Students at Essex High School stepped out of class Tuesday to call on Vermont Governor Phil Scott to sign the universal school meals bill into law.

Earlier in May, Vermont’s legislature passed a bill with bipartisan support to continue free meals for K-12 students. The program began during the pandemic. It’s now paid for by Vermont’s education fund.

Scott, however, doesn’t support the bill, noting that the state’s education fund is replenished by property tax dollars already paid by Vermont families.

“We are taking money out of one pocket and putting it in the other,” Scott said at the statehouse earlier this month. “That’s not making anything more affordable.”
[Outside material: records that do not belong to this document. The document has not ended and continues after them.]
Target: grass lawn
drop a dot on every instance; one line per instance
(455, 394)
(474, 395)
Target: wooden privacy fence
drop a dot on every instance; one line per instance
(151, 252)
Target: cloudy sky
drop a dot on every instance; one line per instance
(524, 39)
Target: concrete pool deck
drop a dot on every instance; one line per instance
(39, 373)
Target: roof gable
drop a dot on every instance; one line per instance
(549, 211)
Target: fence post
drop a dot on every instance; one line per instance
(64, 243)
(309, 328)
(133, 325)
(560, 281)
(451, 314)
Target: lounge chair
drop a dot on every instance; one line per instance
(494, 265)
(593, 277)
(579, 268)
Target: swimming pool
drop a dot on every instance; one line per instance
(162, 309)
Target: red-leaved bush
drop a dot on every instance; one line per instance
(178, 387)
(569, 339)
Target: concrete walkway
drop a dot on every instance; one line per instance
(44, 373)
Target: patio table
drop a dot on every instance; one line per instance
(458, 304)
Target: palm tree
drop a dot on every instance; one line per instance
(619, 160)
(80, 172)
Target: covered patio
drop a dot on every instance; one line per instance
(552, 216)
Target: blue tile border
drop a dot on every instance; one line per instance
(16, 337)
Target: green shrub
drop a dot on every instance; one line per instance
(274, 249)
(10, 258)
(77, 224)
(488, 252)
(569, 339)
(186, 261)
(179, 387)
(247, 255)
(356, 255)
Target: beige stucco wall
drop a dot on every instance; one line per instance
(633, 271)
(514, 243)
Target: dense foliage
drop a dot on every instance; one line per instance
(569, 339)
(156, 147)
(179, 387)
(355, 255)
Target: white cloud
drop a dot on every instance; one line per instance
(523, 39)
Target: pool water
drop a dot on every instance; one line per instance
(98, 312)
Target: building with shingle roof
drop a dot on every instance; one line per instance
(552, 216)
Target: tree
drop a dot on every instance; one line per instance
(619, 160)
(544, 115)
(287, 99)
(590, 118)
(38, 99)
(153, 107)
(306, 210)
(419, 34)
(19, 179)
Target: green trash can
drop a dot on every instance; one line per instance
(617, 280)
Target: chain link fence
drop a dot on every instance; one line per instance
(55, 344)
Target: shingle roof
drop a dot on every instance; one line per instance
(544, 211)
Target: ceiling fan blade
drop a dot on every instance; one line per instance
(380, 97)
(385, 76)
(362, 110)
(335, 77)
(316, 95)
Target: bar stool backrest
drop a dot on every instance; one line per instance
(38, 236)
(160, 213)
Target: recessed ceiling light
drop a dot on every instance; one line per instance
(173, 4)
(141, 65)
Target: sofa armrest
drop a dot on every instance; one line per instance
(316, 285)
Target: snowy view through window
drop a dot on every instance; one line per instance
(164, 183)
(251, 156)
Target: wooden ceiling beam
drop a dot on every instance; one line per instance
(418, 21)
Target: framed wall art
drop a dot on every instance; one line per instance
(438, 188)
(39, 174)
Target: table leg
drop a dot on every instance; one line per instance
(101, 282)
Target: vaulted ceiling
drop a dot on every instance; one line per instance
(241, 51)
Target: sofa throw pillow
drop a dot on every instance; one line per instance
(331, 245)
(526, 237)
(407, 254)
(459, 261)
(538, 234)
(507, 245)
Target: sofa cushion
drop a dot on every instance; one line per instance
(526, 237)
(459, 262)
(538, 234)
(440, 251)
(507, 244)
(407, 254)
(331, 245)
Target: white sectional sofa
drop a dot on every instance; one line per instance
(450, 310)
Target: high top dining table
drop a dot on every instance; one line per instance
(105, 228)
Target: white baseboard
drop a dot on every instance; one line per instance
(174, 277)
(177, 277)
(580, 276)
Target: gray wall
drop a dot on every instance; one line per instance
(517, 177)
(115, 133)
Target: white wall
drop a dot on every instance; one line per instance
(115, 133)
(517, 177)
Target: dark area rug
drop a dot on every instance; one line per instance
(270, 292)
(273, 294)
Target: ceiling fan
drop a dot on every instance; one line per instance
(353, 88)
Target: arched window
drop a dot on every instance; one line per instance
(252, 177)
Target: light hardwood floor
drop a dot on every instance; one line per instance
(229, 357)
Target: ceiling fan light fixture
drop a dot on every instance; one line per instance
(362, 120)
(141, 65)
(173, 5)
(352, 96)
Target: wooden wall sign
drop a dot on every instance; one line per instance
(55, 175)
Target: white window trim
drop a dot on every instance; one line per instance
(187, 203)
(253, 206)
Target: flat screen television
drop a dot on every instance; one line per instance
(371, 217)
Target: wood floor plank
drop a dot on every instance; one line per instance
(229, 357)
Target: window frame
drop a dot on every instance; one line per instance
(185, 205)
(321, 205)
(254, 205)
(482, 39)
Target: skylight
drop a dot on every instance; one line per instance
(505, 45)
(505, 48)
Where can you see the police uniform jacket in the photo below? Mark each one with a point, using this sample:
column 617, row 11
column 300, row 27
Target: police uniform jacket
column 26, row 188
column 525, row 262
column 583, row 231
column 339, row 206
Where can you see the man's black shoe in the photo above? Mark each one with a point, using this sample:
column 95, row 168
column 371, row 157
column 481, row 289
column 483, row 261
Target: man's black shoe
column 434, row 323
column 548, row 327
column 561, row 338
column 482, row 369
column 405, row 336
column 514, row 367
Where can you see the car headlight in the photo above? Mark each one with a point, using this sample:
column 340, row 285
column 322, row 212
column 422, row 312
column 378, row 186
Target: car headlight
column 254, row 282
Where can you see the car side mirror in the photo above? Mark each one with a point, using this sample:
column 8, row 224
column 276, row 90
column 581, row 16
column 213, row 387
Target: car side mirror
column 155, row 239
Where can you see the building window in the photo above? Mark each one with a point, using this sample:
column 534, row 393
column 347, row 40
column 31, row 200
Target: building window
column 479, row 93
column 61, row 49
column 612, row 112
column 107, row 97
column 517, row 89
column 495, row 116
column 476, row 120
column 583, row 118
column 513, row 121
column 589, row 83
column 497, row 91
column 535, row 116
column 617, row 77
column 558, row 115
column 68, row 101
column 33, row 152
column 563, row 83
But on Tuesday, the students argued that the bill would be a worthy investment. They said thousands of Vermont families rely on the universal school meals program.

“Vermont families just like mine are reeling as inflation sends those expenses through the roof,” said Hailey Messier, a sophomore at Essex High School. “Providing free school meals to all students will help remove the stigma and shame felt by many students who do not have the luxury of paying for their own school meals.”

“With healthy brains and healthy bodies, students are more energized in classes and engaged, and in my opinion, that outweighs the financial burden this will put on the state,” said Emma Renaud, a sophomore at Essex High School.

Scott’s veto session begins in just under a month, and the universal school meals bill could be one of several pieces of legislation on the chopping block.

The legislature is likely to override him, however – the House approved it with 22 more votes than necessary for an override.